Trains lost their luster after World War II, when federal legislation favored private cars and commercial jets. In 1956, President Dwight D. Eisenhower signed a Federal-Aid Highway Act that committed $25 billion to building expressways for economic growth and national defense. In 1958, Congress passed legislation that created the Federal Aviation Administration to promote safer, more efficient flight at speeds no train could match.

But as train ridership dwindled at home, a rail revolution was fomenting abroad thanks to post-war reconstruction efforts underwritten by loans from the new World Bank. In 1964, Japanese National Railways began firing bubble-nosed electric trains over the Tokaido Shinkansen Line at 130 miles per hour. To Americans tuning into the Tokyo Summer Olympics, footage of bullet trains racing past Mount Fuji came as a revelation—a zero-altitude Sputnik moment that made many rethink the future of domestic transportation. 

In 1965, Congress passed the High-Speed Ground Transportation Act, authorizing the Secretary of Commerce to research new “materials, aerodynamics, vehicle propulsion, vehicle control, communications, and guide-ways” that might bring Japanese-style advances to America. At the signing ceremony, President Lyndon Johnson marveled that “an astronaut can orbit the earth faster than a man on the ground can get from New York to Washington,” and promised to make public transit a “better servant of our people.”

To appease fiscal conservatives opposed to transportation budget increases, Johnson said that the Department of Commerce would work “in cooperation with private industry” to develop train designs at “no cost to the Government.” While this approach limited spending, it did not adequately account for the fact that fast trains needed dedicated tracks, welded rails, and new electrical power systems to tap their full potential.

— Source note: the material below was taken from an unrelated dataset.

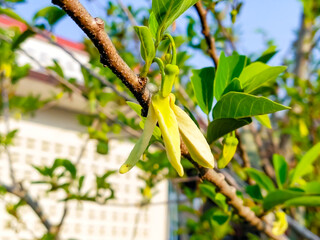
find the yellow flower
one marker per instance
(280, 225)
(172, 120)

Without these improvements, America’s bullet trains would languish on the northeast corridor, an antiquated rail line already congested with freight and commuter traffic.

Instead of overhauling the corridor, the Ground Transportation Act funded two splashy demonstration projects. The first project resulted in a gasoline-powered Shinkansen look-alike called the TurboTrain. Engineered by the United Aircraft Company (UAC) and named after the Latin word for tornado, the TurboTrain employed the same Pratt and Whitney turbine technology that lifted planes and helicopters. On Dec. 20, 1967, a test Turbo whipped through Princeton Junction at 170.8 miles per hour, setting a North American rail speed record that still stands today.